Le cycle d’études postgrades en énergie de l’Ecole est unique en Suisse. Son objectif : « former des généralistes de haut niveau universitaire, capables d’aborder l’énergie sous tous ses aspects, d’un point de vue global, et non plus seulement sectoriel ». « Energie extra » s’entretient avec Pierre-André Haldi et Lise von Gross, respectivement directeur et administratrice du cycle d’études.
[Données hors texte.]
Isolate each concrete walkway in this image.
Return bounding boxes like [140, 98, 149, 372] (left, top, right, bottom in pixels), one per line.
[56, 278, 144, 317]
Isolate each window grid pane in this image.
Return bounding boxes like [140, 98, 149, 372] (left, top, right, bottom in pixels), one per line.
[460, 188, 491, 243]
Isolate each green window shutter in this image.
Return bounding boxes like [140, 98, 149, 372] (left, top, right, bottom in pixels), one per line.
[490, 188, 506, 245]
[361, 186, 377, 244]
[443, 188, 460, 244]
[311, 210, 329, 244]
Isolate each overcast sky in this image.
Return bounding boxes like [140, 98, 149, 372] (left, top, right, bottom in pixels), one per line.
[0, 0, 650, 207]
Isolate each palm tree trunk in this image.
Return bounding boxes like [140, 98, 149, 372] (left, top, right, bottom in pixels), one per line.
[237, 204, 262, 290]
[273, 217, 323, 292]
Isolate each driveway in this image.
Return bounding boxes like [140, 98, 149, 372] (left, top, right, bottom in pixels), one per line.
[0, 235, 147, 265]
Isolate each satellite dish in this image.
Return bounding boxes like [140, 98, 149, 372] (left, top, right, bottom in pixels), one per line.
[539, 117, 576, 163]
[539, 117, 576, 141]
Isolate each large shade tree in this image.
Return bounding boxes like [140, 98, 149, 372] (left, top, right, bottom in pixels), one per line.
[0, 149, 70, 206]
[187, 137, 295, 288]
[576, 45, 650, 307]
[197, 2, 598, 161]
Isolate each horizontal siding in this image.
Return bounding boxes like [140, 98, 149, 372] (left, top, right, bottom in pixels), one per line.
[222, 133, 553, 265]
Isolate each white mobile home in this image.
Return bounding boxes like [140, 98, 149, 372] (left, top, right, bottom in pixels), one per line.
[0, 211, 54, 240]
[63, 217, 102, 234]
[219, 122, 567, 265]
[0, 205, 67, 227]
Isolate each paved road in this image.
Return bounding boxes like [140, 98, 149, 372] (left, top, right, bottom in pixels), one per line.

Utiliser un jet d’eau pour guider un rayon laser, l’idée a été lancée par des chercheurs de l’EPFL en 1993 et a débouché, en 1996, sur la création d’une start-up au PSE : Synova S.A. Depuis 1998, de nombreuses entreprises d’Europe, d’Amérique du nord et d’Extrême-Orient se sont équipées du système mis au point, Laser-Microjet. Volant désormais de ses propres ailes, l’entreprise vient d’emménager à Ecublens.